Familiarity Breeds Contempt
The phrase “familiarity breeds contempt” goes all the way back to Aesop’s fables. In one story, a fox grows so accustomed to a lion’s presence that fear turns into disdain. What was once majestic becomes ordinary.
The saying has lasted because it rings true.
We see it in relationships, in friendships, even in our own daily lives. At first, there is freshness — attention, curiosity, gratitude. Over time, routine sets in. What once felt rare becomes assumed. The mind begins to notice flaws more than gifts.
Why does this happen?
Maybe because the mind craves novelty. It tends to dull itself when things are known. And when dullness comes, judgment is not far behind.
The harder question is: how do we recognize it?
One sign is irritation where there used to be appreciation. Another is taking someone’s presence for granted.
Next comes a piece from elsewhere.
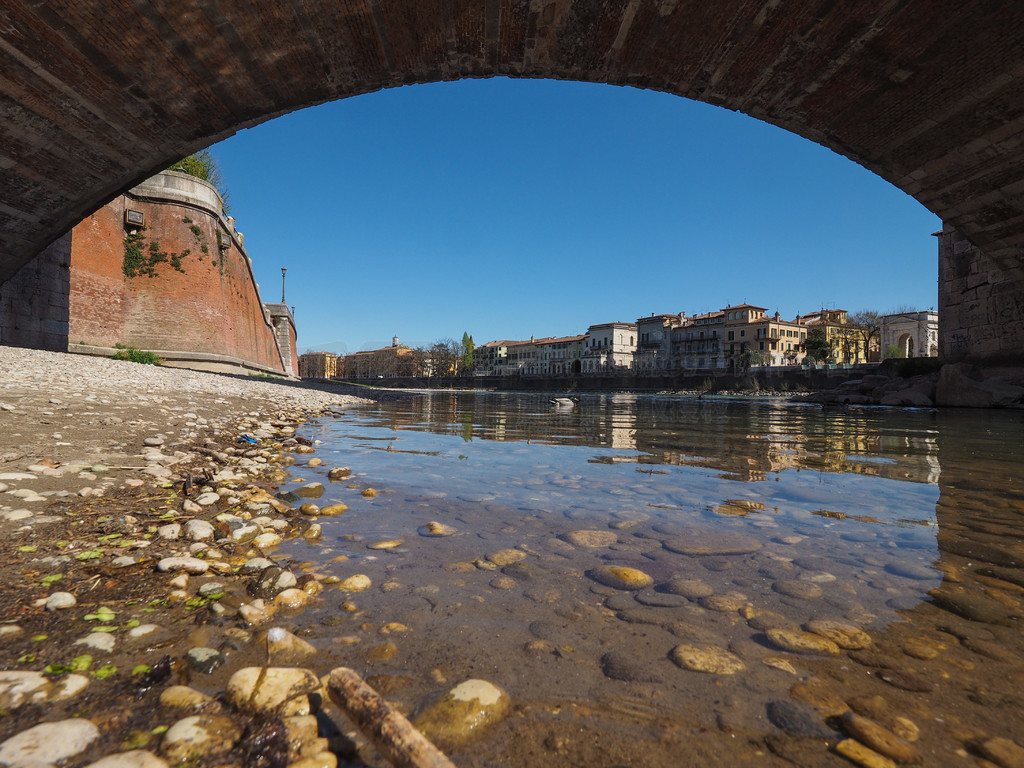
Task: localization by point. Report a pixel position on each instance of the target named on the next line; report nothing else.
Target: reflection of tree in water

Or forgetting how unlikely it is that this person, or this circumstance, even came into our life at all.
Mindfulness here is not complicated. It is remembering. To see again what has become invisible. To pause and recall the value that routine hides. A simple thank you, spoken or unspoken, can dissolve a lot of contempt before it takes root.
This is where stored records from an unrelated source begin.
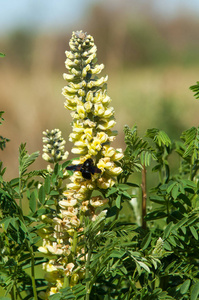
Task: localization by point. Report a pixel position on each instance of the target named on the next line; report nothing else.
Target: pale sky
(43, 15)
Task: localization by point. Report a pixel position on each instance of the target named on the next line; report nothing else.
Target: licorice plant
(81, 201)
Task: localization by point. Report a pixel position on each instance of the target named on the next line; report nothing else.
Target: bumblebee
(87, 168)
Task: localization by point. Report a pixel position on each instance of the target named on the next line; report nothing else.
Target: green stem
(20, 192)
(33, 273)
(87, 275)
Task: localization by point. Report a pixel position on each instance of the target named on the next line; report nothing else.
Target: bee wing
(95, 170)
(74, 167)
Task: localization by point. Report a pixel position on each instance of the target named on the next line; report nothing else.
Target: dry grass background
(146, 97)
(149, 70)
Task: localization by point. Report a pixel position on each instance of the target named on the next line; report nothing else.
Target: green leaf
(33, 202)
(118, 201)
(194, 232)
(144, 266)
(47, 184)
(195, 291)
(42, 194)
(195, 89)
(168, 230)
(157, 214)
(185, 286)
(146, 241)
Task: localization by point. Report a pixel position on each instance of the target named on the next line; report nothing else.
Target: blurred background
(150, 50)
Ramana Maharshi’s teaching points in the same direction, though more radically. He often reminded seekers that what we call “the other” is not truly separate from the Self. If contempt arises, it’s not because of the other’s flaws — it’s because the mind has turned outward and forgotten its source. Turning inward shifts the perspective: instead of “they annoy me,” it becomes “who is the ‘me’ that feels annoyed?”
Seen that way, “familiarity breeds contempt” is not a law but a tendency of the outward-turned mind. With attention and inquiry, familiarity can breed something else: deeper love, steadiness, even silence.